Reputation: 2577
When I join two dataframes using left join like this:
df1.join(broadcast(df2), $"id" === $"id1" || $"id2" === $"id3", "left")
Without $"id2" === $"id3"
, it executes very quickly but when both conditions are present, it becomes BroadcastNestedLoopJoin
and becomes very very slow.
Any ideas how I can improve this?
Upvotes: 0
Views: 3353
Reputation: 946
Take for example Spark 3.2.
Spark will delegate to one of the 5 available join strategies. In your case, only if you have an equi-join it can use Broadcast Hash Join(BHJ).
A join condition using disjunctive predicates like $"id" === $"id1" || $"id2" === $"id3"
is a non-equi join.
A join condition using conjunctive predicates predicate1 AND predicate2 AND ..
is an equi join.
In order to get that BHJ you can delegate to multiple equi-joins.
df1
.join(broadcast(df2), $"id" === $"id1", "left")
.join(broadcast(df2), $"id2" === $"id3", "left")
Then validate in the query plan that both joins refer to the same broadcasted data and use a broadcast hash join.
Yes, you will see multiple joins but with no shuffle. Try implementing your joins in terms of equi-joins otherwise you're stuck with BNLJ.
Upvotes: 0
Reputation: 427
BroadcastNestedLoopJoin means nested for-loops to join your data-frames.

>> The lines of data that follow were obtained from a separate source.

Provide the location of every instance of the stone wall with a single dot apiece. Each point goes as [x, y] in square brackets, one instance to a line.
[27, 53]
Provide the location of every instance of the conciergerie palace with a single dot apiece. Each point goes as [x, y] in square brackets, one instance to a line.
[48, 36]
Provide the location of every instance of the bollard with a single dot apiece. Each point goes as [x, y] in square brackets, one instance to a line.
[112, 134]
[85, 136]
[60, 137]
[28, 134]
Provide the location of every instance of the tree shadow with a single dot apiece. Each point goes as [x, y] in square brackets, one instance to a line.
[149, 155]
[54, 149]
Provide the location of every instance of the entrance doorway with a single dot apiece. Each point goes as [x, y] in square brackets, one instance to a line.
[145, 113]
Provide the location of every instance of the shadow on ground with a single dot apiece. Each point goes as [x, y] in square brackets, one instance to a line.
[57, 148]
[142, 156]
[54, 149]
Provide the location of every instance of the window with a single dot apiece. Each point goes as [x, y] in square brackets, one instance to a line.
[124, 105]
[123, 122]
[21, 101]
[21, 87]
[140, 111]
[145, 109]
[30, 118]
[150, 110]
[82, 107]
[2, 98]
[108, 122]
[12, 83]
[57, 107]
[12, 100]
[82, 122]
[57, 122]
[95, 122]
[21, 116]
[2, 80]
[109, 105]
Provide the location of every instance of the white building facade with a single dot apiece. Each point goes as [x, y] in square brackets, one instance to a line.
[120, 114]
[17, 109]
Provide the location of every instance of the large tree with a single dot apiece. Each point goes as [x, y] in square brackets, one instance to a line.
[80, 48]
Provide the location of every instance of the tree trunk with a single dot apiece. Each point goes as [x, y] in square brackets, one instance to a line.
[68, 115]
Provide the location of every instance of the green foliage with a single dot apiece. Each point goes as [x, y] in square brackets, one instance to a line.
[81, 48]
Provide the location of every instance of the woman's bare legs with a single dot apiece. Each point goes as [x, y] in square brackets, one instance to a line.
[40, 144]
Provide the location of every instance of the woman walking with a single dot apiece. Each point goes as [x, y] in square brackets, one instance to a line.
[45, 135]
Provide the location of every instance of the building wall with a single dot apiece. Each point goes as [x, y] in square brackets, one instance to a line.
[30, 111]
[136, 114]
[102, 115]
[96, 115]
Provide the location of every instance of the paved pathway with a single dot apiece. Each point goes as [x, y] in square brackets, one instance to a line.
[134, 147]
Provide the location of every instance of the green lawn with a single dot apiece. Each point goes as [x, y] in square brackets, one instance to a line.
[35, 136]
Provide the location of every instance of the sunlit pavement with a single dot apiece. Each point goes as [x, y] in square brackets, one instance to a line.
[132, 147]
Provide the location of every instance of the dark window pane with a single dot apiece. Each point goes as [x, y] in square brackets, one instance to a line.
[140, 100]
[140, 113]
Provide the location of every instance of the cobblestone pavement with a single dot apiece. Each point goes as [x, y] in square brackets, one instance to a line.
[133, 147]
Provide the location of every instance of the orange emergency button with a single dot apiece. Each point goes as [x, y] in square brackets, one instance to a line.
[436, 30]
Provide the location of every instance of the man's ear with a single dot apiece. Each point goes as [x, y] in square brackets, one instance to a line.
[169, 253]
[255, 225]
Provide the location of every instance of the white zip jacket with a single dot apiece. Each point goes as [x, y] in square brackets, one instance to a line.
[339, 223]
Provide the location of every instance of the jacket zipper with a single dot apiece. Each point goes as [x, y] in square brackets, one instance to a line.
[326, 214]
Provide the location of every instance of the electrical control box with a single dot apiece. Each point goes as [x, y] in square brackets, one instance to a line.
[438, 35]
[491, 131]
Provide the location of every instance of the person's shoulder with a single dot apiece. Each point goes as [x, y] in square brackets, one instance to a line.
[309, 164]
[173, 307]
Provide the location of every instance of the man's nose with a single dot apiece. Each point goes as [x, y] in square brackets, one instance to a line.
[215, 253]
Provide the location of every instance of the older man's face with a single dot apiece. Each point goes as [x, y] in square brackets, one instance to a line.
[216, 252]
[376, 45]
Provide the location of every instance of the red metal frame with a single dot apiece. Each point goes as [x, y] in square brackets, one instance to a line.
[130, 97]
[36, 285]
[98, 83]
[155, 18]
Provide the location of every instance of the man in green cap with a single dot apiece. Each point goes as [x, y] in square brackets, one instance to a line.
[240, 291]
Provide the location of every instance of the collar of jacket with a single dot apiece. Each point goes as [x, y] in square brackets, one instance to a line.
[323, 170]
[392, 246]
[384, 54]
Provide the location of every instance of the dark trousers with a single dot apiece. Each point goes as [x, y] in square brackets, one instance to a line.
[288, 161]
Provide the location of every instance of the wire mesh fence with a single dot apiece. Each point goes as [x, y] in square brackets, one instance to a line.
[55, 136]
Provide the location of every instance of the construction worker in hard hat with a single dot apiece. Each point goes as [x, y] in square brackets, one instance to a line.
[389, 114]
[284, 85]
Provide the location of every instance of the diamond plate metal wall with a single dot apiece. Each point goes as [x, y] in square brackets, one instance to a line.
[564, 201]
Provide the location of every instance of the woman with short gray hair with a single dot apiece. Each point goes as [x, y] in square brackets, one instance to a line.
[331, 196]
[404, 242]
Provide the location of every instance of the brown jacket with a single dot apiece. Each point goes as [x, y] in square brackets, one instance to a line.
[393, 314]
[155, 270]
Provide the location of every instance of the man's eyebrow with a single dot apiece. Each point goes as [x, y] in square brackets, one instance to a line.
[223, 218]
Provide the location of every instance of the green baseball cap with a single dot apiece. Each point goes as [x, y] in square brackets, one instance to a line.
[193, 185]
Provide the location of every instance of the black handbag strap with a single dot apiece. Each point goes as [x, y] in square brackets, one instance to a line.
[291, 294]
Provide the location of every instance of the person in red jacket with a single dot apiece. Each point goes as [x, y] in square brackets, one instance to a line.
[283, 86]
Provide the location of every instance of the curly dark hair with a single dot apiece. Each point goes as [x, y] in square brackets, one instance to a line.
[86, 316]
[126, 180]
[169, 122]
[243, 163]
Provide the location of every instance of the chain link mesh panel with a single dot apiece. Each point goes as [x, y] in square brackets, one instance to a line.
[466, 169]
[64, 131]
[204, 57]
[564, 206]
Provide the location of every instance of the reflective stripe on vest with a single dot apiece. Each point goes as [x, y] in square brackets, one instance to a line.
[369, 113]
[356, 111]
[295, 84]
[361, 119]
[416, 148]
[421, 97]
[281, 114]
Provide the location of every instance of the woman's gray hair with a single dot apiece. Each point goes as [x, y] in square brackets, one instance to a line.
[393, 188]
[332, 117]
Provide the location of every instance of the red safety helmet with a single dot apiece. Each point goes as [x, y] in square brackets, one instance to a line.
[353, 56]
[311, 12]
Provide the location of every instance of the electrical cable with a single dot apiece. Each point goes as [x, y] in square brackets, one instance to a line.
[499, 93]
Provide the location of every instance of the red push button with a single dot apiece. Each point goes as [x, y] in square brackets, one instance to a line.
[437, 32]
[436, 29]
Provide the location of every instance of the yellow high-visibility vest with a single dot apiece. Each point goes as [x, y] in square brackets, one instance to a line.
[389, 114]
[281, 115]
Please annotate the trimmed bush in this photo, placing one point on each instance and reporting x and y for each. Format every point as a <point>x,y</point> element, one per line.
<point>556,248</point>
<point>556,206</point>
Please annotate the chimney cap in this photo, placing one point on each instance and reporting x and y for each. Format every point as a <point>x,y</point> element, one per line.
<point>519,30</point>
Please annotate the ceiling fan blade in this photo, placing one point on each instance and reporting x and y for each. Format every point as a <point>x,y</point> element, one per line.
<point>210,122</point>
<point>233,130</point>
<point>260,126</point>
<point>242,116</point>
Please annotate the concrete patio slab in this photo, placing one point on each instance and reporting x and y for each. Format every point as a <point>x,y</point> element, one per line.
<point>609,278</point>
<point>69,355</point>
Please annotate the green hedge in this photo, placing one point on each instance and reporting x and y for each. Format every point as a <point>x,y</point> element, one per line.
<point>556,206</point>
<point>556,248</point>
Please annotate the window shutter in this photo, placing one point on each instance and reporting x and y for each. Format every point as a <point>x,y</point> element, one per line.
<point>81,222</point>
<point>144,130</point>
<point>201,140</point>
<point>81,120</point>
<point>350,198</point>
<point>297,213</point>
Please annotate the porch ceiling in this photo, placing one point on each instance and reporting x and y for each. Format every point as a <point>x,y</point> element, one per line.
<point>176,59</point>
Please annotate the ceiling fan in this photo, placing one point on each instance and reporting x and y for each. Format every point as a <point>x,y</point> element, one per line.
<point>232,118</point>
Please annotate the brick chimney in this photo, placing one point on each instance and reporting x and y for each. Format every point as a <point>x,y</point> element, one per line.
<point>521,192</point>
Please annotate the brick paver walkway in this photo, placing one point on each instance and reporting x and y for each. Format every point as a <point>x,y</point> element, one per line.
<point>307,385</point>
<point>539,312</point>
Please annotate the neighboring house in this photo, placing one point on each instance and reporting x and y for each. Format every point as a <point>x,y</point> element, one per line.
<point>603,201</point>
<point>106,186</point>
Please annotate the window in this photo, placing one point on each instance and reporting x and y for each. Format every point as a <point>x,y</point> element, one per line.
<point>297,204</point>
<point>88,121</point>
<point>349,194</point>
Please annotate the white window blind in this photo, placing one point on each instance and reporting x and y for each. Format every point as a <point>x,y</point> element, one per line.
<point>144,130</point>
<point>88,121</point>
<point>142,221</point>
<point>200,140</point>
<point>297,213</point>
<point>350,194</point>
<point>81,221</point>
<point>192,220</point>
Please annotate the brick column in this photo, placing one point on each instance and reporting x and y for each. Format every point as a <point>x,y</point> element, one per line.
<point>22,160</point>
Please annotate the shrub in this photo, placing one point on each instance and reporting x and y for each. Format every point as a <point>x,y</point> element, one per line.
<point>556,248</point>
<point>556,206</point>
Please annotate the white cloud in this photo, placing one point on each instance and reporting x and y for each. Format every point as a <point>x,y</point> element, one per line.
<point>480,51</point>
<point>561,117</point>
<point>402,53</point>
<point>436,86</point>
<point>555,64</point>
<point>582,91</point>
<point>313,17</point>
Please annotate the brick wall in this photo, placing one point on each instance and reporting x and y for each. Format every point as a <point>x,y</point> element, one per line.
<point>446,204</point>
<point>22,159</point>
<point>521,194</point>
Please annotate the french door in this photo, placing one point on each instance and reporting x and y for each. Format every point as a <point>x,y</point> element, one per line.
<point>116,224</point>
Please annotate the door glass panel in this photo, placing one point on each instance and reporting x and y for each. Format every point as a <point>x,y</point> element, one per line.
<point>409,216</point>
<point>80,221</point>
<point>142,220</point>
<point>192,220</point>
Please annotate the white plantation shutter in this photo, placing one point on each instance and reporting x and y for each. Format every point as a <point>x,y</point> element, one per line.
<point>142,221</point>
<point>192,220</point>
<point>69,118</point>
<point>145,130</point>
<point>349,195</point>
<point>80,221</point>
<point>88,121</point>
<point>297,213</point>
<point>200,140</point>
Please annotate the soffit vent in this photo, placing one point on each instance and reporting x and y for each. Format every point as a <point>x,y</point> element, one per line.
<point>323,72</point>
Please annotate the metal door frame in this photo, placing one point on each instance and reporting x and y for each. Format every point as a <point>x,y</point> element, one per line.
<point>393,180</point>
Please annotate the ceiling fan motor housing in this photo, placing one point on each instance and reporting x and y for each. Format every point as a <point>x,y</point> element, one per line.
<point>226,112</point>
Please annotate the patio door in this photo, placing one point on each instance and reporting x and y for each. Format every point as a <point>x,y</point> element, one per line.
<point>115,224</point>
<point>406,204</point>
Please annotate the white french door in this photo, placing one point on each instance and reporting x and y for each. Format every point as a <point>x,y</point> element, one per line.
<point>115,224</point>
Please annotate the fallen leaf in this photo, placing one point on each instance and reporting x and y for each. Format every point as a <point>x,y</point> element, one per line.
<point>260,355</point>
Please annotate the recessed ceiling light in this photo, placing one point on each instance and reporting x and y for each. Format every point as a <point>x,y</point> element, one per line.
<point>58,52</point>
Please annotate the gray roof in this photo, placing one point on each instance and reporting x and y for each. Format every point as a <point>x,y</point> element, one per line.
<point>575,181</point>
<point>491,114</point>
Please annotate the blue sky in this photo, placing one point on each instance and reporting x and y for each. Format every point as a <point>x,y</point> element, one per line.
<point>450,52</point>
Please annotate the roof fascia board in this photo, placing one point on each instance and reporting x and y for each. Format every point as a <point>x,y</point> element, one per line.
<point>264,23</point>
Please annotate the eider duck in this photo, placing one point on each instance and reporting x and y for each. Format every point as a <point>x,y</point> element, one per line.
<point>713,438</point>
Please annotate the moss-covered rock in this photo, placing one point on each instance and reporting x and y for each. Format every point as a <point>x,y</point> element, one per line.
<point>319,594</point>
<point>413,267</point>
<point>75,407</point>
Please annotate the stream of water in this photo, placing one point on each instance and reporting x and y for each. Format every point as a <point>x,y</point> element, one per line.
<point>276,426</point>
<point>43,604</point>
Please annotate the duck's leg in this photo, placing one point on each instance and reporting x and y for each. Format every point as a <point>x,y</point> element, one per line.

It will always give a degraded performance.
Can you try below solution:
val resultPart1 = df1.join(broadcast(df2), $"id" === $"id1", "left")
val resultPart2 = df1.join(broadcast(df2), $"id2" === $"id3", "left")
val resultDF = resultPart1.unionByName(resultPart2)
Union causes zero shufflings of data across executors.Hence produces faster results
Upvotes: 6